If you’re anything like me, you might walk around chewing on the fact that you had to do that for a while. Grumbling incoherent curse words to yourself and generally ruining what may have otherwise been a perfectly enjoyable day. Then there are the larger thankless tasks. The ones that take up a great deal of time and energy, and possible even cost to yourself. You might be organising a hen’s night for someone. You might have an agreement to drive someone to somewhere, which is being constantly rehashed because it’s “on your way”. You might bake someone a cake, pouring time, energy and expense into it, only to have them say that they “don’t really like chocolate” or that they “only want a small piece”.
It’s these ones that hurt the most.
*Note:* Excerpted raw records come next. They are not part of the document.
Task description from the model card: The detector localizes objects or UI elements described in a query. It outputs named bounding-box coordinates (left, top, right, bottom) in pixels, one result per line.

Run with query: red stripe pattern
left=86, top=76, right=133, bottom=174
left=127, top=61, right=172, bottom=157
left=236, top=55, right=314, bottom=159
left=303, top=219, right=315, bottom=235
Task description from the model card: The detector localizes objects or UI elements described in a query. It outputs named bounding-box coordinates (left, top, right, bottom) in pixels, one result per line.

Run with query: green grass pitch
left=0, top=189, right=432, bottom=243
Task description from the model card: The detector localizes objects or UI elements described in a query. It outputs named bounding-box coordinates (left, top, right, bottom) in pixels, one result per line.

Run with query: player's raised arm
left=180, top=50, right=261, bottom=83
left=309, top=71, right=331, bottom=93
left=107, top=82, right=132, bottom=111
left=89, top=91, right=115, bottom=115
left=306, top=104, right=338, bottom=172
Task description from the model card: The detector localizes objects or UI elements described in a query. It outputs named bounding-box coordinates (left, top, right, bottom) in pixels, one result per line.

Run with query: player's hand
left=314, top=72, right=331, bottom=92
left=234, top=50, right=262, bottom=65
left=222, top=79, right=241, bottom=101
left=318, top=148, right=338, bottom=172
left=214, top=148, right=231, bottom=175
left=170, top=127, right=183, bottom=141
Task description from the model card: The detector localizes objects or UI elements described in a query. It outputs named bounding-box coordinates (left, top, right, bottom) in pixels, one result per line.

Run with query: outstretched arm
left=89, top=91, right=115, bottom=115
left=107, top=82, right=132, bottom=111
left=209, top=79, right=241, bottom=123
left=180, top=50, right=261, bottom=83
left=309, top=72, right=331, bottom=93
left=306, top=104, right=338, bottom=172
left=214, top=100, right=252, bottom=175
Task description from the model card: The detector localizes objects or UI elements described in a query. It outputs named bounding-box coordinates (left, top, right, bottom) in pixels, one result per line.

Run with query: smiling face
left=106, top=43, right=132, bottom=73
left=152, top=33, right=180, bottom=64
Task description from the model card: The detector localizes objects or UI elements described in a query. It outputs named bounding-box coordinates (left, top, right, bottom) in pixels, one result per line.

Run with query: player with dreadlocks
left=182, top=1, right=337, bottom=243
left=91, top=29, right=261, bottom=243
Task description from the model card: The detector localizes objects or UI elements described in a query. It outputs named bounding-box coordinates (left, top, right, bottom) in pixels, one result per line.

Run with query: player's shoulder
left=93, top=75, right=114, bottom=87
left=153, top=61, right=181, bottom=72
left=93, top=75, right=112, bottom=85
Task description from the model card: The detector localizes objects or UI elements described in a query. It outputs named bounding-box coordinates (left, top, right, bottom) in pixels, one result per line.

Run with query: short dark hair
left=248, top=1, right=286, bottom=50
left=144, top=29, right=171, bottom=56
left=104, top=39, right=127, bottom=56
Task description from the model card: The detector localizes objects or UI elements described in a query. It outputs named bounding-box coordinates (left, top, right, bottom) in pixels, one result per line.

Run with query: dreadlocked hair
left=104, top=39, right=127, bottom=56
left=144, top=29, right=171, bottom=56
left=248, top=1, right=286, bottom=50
The ones you stake your pride on, and invest yourself in, only to have your contribution belittled and your sense of achievement dashed. I like to describe the people who do this to you as “The Man”. Perhaps I have watched the movie School of Rock, one too many times? It’s impossible to say, but it’s neither here nor there. When dealing with The Man, I think we have a choice. We can continue on doing what The Man wants us to do, keeping the world a neat and tidy place where good people do good things only to mutter and grumble at themselves afterwards, deprived of thanks and recognition.
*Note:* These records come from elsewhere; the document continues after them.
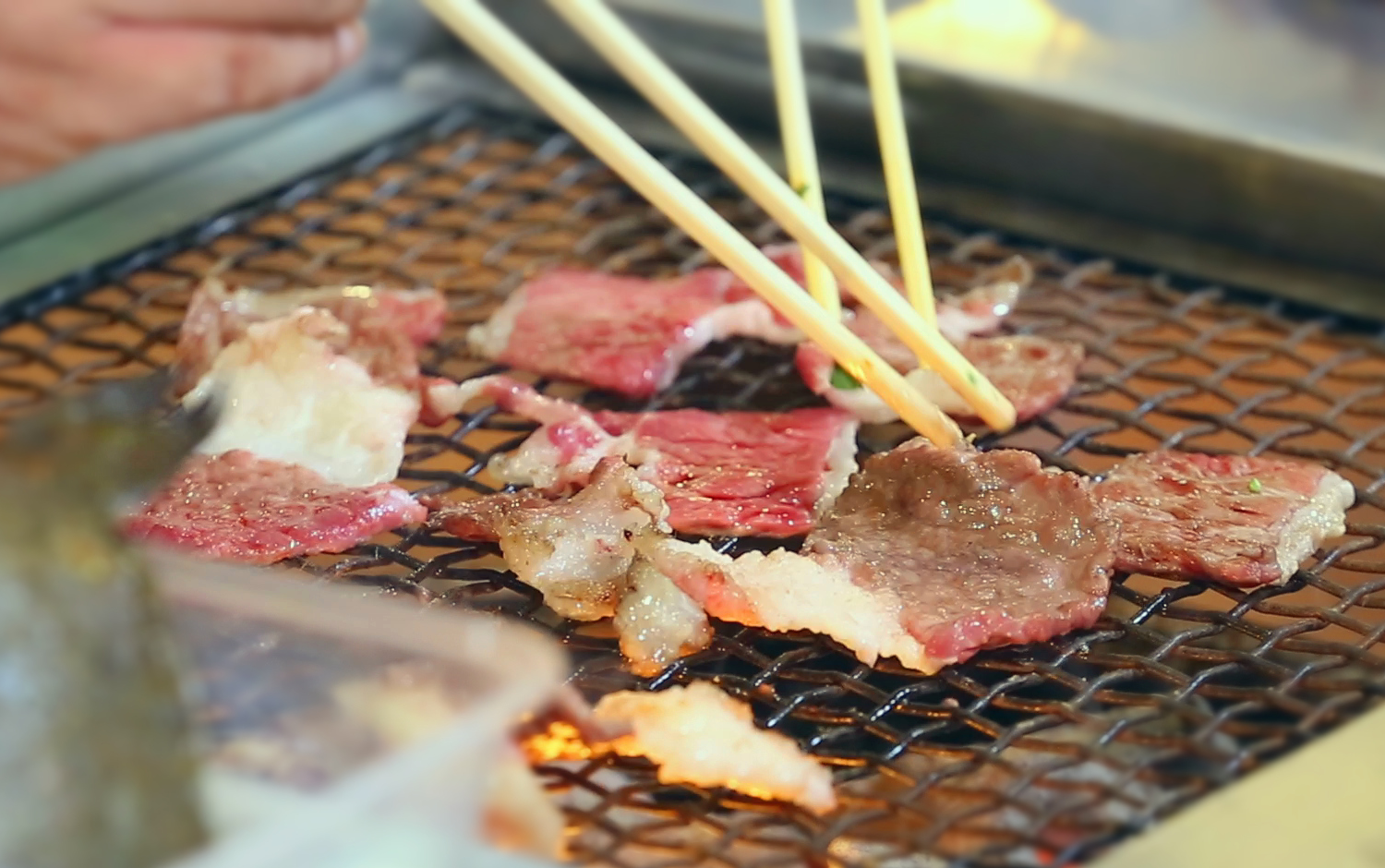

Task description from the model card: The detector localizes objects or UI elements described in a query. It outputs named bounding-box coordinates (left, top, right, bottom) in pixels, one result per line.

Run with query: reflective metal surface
left=515, top=0, right=1385, bottom=298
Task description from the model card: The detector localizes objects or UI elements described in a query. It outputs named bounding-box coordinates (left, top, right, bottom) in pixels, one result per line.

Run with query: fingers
left=97, top=0, right=366, bottom=30
left=44, top=19, right=366, bottom=147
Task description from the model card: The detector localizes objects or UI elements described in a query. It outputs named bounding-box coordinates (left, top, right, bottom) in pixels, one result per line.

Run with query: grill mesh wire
left=10, top=108, right=1385, bottom=867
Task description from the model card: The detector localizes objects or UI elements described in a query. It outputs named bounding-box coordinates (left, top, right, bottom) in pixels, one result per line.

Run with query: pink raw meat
left=1096, top=452, right=1356, bottom=587
left=596, top=408, right=856, bottom=537
left=656, top=439, right=1115, bottom=673
left=125, top=450, right=428, bottom=563
left=459, top=377, right=856, bottom=537
left=467, top=269, right=797, bottom=397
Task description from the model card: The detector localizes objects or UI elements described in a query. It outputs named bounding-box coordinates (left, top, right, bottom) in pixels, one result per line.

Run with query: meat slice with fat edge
left=1094, top=450, right=1356, bottom=587
left=124, top=450, right=427, bottom=563
left=661, top=439, right=1115, bottom=673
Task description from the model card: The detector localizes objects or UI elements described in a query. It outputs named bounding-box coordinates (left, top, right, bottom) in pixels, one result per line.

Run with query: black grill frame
left=0, top=106, right=1385, bottom=868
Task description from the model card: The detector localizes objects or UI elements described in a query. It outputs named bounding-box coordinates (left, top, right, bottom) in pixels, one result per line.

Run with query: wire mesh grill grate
left=10, top=108, right=1385, bottom=868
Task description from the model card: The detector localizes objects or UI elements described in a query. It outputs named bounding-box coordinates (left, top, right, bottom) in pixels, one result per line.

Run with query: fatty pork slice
left=661, top=439, right=1115, bottom=674
left=124, top=450, right=428, bottom=563
left=1096, top=452, right=1356, bottom=587
left=432, top=458, right=712, bottom=673
left=463, top=377, right=858, bottom=537
left=467, top=269, right=798, bottom=397
left=176, top=278, right=448, bottom=392
left=183, top=307, right=420, bottom=486
left=595, top=681, right=837, bottom=814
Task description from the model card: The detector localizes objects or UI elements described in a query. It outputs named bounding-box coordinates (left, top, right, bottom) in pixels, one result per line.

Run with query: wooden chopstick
left=424, top=0, right=963, bottom=446
left=548, top=0, right=1016, bottom=430
left=856, top=0, right=938, bottom=329
left=765, top=0, right=842, bottom=317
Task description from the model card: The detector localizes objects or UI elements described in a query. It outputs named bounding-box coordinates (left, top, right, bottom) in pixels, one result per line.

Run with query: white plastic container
left=143, top=555, right=567, bottom=868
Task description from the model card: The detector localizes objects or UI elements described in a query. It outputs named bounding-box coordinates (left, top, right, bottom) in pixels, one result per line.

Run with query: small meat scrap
left=432, top=458, right=712, bottom=673
left=661, top=439, right=1115, bottom=674
left=797, top=259, right=1086, bottom=424
left=467, top=269, right=798, bottom=397
left=462, top=377, right=858, bottom=537
left=1096, top=450, right=1356, bottom=587
left=596, top=681, right=837, bottom=814
left=183, top=307, right=420, bottom=488
left=906, top=335, right=1088, bottom=422
left=175, top=278, right=448, bottom=392
left=125, top=450, right=427, bottom=563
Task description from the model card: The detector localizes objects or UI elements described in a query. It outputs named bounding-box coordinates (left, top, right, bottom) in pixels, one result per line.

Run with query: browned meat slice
left=432, top=458, right=712, bottom=671
left=125, top=450, right=427, bottom=563
left=596, top=681, right=837, bottom=814
left=1096, top=452, right=1356, bottom=587
left=661, top=439, right=1115, bottom=673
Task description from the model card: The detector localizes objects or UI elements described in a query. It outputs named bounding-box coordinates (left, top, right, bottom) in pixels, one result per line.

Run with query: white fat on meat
left=813, top=409, right=858, bottom=515
left=658, top=540, right=938, bottom=673
left=467, top=279, right=803, bottom=376
left=429, top=374, right=643, bottom=491
left=183, top=307, right=420, bottom=486
left=690, top=299, right=803, bottom=347
left=434, top=458, right=712, bottom=674
left=495, top=465, right=668, bottom=621
left=595, top=681, right=837, bottom=814
left=467, top=286, right=528, bottom=358
left=1276, top=471, right=1356, bottom=579
left=614, top=544, right=712, bottom=676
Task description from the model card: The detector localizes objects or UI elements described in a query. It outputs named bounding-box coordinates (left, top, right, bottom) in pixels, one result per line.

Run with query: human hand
left=0, top=0, right=366, bottom=184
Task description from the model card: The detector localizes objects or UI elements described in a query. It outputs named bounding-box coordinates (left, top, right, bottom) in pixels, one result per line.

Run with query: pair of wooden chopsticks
left=424, top=0, right=1016, bottom=446
left=765, top=0, right=938, bottom=324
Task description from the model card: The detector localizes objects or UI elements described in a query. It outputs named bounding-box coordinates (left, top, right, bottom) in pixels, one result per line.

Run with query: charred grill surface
left=0, top=109, right=1385, bottom=868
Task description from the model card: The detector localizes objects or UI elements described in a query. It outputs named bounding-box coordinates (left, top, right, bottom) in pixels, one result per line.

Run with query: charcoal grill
left=0, top=100, right=1385, bottom=868
left=13, top=0, right=1385, bottom=852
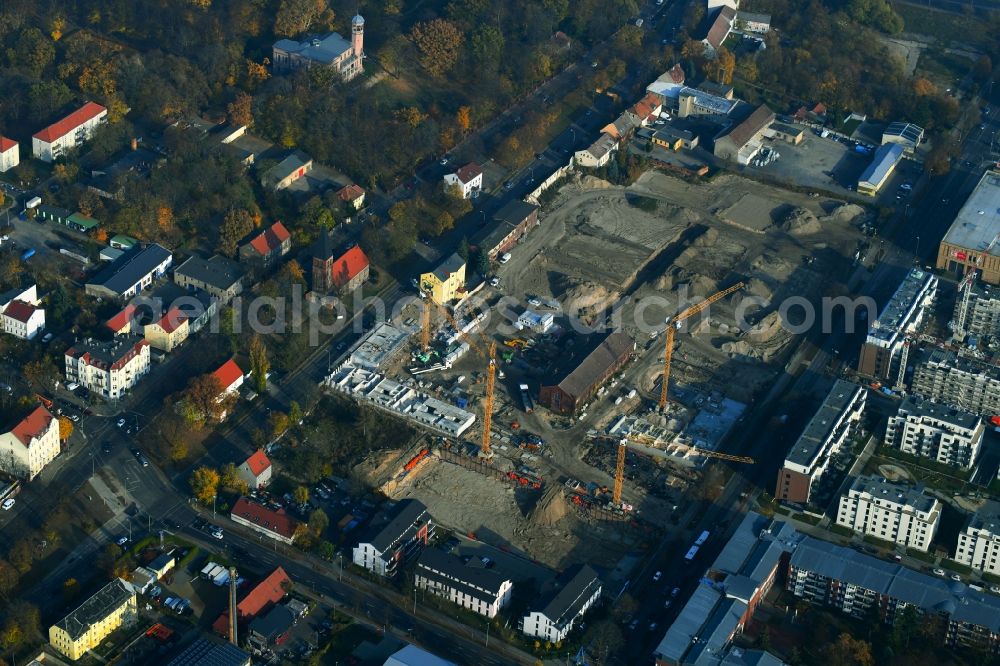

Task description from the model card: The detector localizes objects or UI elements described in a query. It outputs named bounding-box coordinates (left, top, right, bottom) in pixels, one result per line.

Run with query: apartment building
left=953, top=280, right=1000, bottom=338
left=837, top=476, right=941, bottom=553
left=910, top=349, right=1000, bottom=416
left=774, top=380, right=868, bottom=504
left=31, top=102, right=108, bottom=162
left=955, top=500, right=1000, bottom=576
left=519, top=565, right=602, bottom=643
left=786, top=536, right=1000, bottom=651
left=353, top=499, right=434, bottom=578
left=885, top=396, right=986, bottom=469
left=413, top=548, right=514, bottom=618
left=858, top=268, right=938, bottom=381
left=65, top=335, right=149, bottom=400
left=49, top=578, right=138, bottom=661
left=653, top=511, right=803, bottom=666
left=0, top=405, right=61, bottom=481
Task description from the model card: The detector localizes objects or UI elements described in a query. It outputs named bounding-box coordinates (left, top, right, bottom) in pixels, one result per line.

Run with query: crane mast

OR we can stop. Take a step back. Think about what we’re doing, and say NO MORE. No more should we bow down to The Man and continue to mindlessly perform our thankless tasks. No more should we sweep our feelings of resentment aside and behave like lemmings running into a wall until we finally bounce around it. We should consider the tasks we choose to do, and consider the level of investment we put into them. I’m not saying that you will be able to avoid thankless tasks all together, they are a fact of life, but we can certainly weigh up the level of effort we put in against the level of return we are likely to get out.
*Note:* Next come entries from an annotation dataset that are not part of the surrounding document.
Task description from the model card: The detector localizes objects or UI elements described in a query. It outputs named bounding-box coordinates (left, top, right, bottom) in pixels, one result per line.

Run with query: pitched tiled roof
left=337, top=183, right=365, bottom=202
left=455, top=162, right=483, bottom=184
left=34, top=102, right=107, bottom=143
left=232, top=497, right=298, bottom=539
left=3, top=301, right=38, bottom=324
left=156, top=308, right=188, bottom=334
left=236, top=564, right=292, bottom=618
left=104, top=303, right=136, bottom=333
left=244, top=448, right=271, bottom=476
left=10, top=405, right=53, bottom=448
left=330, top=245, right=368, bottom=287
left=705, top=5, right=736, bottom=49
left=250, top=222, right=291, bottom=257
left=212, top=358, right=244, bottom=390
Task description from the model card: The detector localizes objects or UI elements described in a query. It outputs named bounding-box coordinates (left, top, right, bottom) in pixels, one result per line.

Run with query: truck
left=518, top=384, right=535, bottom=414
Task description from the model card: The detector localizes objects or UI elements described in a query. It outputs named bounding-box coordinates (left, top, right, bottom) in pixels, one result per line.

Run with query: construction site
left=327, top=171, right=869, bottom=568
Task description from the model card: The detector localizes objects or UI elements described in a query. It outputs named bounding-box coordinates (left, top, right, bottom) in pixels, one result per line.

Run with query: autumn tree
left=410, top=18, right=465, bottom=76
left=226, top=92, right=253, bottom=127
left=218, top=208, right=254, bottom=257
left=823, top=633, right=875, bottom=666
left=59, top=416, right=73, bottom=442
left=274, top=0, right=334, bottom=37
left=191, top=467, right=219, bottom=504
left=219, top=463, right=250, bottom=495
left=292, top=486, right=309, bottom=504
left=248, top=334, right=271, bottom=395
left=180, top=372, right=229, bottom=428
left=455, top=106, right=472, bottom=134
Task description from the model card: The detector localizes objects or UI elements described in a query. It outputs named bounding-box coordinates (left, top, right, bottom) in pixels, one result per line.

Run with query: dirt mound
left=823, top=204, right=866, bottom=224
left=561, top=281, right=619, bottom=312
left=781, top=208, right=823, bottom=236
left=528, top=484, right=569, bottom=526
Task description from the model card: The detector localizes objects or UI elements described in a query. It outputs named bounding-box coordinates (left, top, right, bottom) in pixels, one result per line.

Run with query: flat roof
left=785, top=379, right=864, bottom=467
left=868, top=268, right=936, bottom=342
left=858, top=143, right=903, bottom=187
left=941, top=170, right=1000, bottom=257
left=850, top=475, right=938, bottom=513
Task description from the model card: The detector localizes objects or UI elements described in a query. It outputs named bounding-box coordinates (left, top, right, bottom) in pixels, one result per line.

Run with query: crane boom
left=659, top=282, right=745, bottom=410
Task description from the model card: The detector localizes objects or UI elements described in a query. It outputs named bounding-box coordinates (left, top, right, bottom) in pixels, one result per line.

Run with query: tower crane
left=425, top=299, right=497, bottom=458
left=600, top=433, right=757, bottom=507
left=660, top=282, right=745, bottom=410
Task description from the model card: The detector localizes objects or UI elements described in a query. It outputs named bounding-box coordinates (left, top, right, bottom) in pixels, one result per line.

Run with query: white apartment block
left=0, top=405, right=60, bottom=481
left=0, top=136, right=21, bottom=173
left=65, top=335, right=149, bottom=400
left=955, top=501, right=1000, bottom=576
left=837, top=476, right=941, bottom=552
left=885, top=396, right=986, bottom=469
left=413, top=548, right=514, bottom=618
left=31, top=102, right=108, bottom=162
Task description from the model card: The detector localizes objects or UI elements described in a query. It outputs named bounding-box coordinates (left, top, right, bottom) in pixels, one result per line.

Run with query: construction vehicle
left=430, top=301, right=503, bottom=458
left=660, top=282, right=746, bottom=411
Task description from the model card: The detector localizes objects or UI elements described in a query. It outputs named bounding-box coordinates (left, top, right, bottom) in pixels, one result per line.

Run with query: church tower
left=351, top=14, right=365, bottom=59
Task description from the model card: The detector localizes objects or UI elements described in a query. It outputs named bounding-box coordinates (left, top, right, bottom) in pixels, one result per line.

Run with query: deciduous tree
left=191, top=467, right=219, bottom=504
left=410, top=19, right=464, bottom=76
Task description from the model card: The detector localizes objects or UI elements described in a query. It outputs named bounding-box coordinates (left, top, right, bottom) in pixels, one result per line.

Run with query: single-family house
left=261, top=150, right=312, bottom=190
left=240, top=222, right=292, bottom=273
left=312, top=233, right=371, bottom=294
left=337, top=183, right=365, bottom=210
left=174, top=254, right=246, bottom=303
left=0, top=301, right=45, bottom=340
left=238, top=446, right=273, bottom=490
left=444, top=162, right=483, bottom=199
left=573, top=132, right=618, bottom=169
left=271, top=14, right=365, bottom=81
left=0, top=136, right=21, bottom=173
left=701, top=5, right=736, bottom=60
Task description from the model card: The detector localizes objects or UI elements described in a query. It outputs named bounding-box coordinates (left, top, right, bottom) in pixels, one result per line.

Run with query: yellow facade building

As Nutri-Grain have it; “You only get out what you put in.”. So that’s my suggestion for you. Start to think about what you’re getting out of what you’re doing. And if you’re not getting anything out, I say it’s time to start putting effort into something that’s going to pay off. Can I give you an example of some low effort, high return cooking? Coconut rice pudding with Palm Sugar syrup. The rice is really as easy as cooking any rice, easier in fact. Bung 5 ingredients in a pan, and simmer stirring occasionally for 25 minutes or until the rice is cooked. Palm sugar syrup is two ingredients in a pot, simmer for 3 minutes and you’re done. So what have I learned?
1. I love low effort, high reward cooking
2. I’m going to start considering closely the way I’m spending my life
3. Even when I’m lost for words I can write an incredibly long rant
4. Coconut rice pudding with palm sugar syrup = yum
Coconut Rice Pudding w/ Palm Sugar syrup
Original recipe by the Sugar Hit, inspired by a million others
*NOTE, if you don’t have palm sugar, brown sugar is a fine substitute, or scrap the syrup altogether and use maple syrup instead, yum*
100g arborio rice
400ml can coconut milk
2 tbsp caster sugar
For the rice pudding, rinse the rice briefly under cold running water, and place in a medium saucepan, add the coconut milk, water and sugar, and bring to the boil. Turn down the heat to a very low simmer and cook, stirring occasionally for 25 minutes or until the rice is tender and cooked. Turn off the heat, and add a pinch of salt. This is good served either cold or hot.
1/2 cup palm sugar
1/2 cup water
For the palm sugar syrup, combine the sugar and water in a small saucepan, bring to the boil and boil for about 3 or 4 minutes, or until slightly thickened. Serve the syrup cold over hot rice pudding, or hot over cold rice pudding. Delish!